Les feux en cours à Los Angeles apparaissent comme révélateurs des fragilités du temple mondial du cinéma désormais nostalgique d’un passé glorieux.
Avec les incendies débutés le 7 janvier à Los Angeles, Hollywood connaît un début d’année difficile, avec des tournages suspendus en cascade afin de sauver tout ce qui peut l’être des flammes, dont l’ampleur reste à déterminer très précisément.
Pourtant cette catastrophe consécutive à des choix humains coupables (mauvaise gestion de l’eau, pression démographique, urbanisation problématique, entre autres) n’est à l’évidence, pas la pire des choses auxquelles l’industrie du septième art se trouve confrontée en ce moment.
Frappée par des crises successives comme le Covid (2020-2021) et la longue grève des scénaristes (159 jours) et celle des acteurs (118 jours) en 2023, la profession se retrouve aujourd’hui à l’agonie, avec des acteurs de plus en plus précarisés.
Un nouveau reportage du journal Le Monde dans cette ville de l’État du Sud californien, permet de lever le voile sur un secteur en pleine mutation, exsangue à la fois économiquement et socialement, et dont l’hégémonie historique mondiale s’effrite sous au profit de territoires réputés désormais beaucoup plus attractifs.
La fin d’un âge d’or
À cet effet, les chiffres dévoilés par le quotidien français sont pour le moins évocateurs. Compilés par FilmLA, l’organisme chargé de la délivrance des autorisations de tournage, ils évoquent temps de tournage historiquement bas depuis 30 ans. Soit 23 480 jours en 2024, un niveau comparable uniquement à 2020, lors de la pandémie.
La télé-réalité, autrefois florissante, accuse une chute vertigineuse de 46% des productions à Los Angeles en un an. Il est désormais bien loin ce temps où les professionnels tournaient à plein régime dans le but de satisfaire une demande dopée par les confinements décrétés contre la crise sanitaire.
« J’en faisais une centaine par an. Maintenant, c’est le paradis si j’en ai une par semaine », confie l’acteur Evan Arnold, connu pour avoir joué dans des films comme « The West Wing » ou encore « Close to Home », à propos des auditions devenues rarissimes.
Peu d’éclaircies à l’horizon
« Avant, je finissais le montage d’un show le vendredi et j’en avais un autre dès le lundi« , se souvient pour sa part, Tim Wilsbach, monteur nommé aux prestigieux Eddie Awards 2025. Pour la première fois de sa carrière, il a perdu son assurance santé faute d’avoir cumulé les 400 heures de travail requises sur six mois.
Pour Corey Moore, syndicaliste chargé de la distribution, l’industrie « est encore à la recherche d’un modèle de rentabilité », alors que les productions se tarissent.

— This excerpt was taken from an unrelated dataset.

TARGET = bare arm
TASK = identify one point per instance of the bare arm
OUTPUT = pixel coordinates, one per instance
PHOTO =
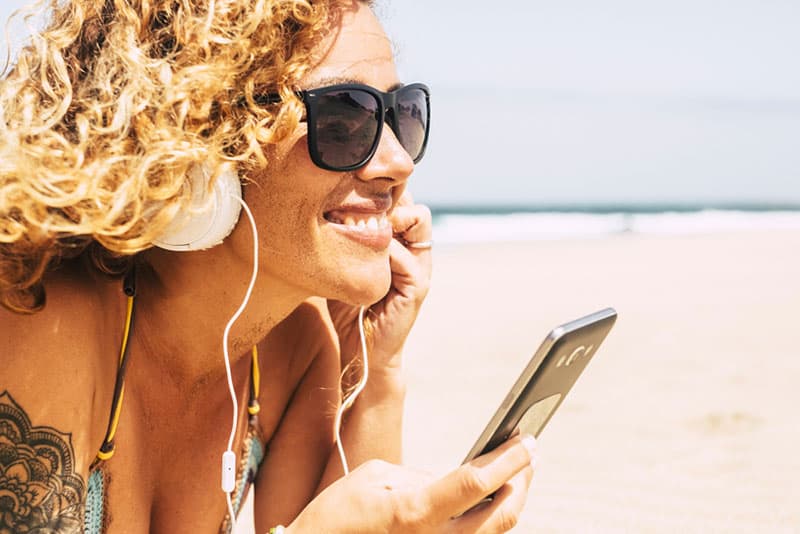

Il en est de même des studios de plus en plus délocalisés vers des destinations plus attractives sur le plan fiscal, comme l’Irlande, la Hongrie ou l’Australie.
Cette crise structurelle s’accompagne d’une mutation profonde des habitudes de consommation. Comme le souligne Tim Wilsbach, la production d’images par des particuliers sur les réseaux sociaux concurrence désormais directement la création professionnelle.
De fait, les acteurs se demandent à quand le bout du tunnel. « Le métier d’acteur est en train de devenir un hobby, réservé à ceux qui peuvent se l’offrir », cingle Evan Arnold.